Well, I have researched this a little bit, but have not found anything that specifies MS yet. I found a site that talks about Parental Rights Termination in the event that the child is being adopted. I do not see anything that says by a new husband or an entirely new family, though, I am sure there are stipulations somewhere. The following is from the site:
"Uncontested Terminations
Unlike legal fathers, putative fathers can authorize a court to terminate their parental rights without going to court. There are two consensual methods by which their parental rights can be terminated without a court appearance.
The simplest method of termination involves three steps. First, the birth mom completes and files with the court a Petition to Issue Notice of Intent to Release or Consent and Notice of Intent to Release or Consent (PCA 313 and 314 respectively). Second, the putative father must be personally served with a Notice of Intent to Release or Consent (PCA 314) after it has been filed with the court and signed by the Probate Register. Third, file with the court the proof of service demonstrating that the putative father was served more than 30 days before the estimated date of confinement, which is disclosed on the face of PCA 314. The failure of the putative father to file an objection and request for custody prior to the birth of the child authorizes the court to terminate his parental rights. In other words, after the completion of the three above-described steps, the putative father’s inaction provides the court with authorization to presume his consent to the termination of his parental rights without any further efforts to notify him or seek his actual consent.
The other method of terminating parental rights of putative fathers without a court appearance allows the putative father to sign a form called Notice to Putative Father and Custody Statement (PCA 316). It notifies the court that he does not object to the termination of his parental rights. This form must be signed in front of a witness, whose name and address is also listed on the form. After the putative father signs the form, the witness must also sign the form. Once the putative father has completed this form and it has been filed with the clerk’s office, the court is authorized to terminate his rights without him ever having to appear in court.

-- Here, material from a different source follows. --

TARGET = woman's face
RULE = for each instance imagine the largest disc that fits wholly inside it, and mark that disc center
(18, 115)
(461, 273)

PCA 316 affords a lot of flexibility to a putative father. It contains three options for identifying his status. Option one allows him to unequivocally acknowledge paternity and simultaneously deny ‘‘any interest in the custody of the child.’’ Option two allows him to equivocate. It states that he ‘‘may be the father of the child’’ and that he denies any interest in the custody of the child. Option three allows him to simply deny that he is the father of the child. Regardless of the option he selects, after the court receives his executed form and any other evidence it deems appropriate, it is authorized to terminate his parental rights, so the adoption can proceed.
When dealing with multiple putative fathers, one troubling issue can be identifying the actual biological father. One method, that involves some financial cost and time delay (but may provide a definitive answer), is of course DNA testing. Alternatively, either of the two methods described above for the consensual termination of a putative father can be used for the consensual termination of multiple potential putative fathers. This method lacks the scientific certainty of DNA identification of the actual father, but also avoids the potential disadvantages of the costs associated with testing multiple potential fathers. One might argue that terminating multiple fathers (without DNA testing) involves some risk that none of the men identified are the biological father, who may some day show up and disrupt the adoption. However, the adoption attorney should discuss this potential issue with his or her client and the parties select the option that makes the most sense in their set of facts."
I want to add that there is the use of the word "putative" which means "supposed" when dealing with the father. If there was DNA testing or similar then he would not qualify under the suposed description. I am not saying you should do this purely to get out of supporting the child, however, many courts might do it for the "best interest of the child" especially if your husband has had no custodial relationship with the child.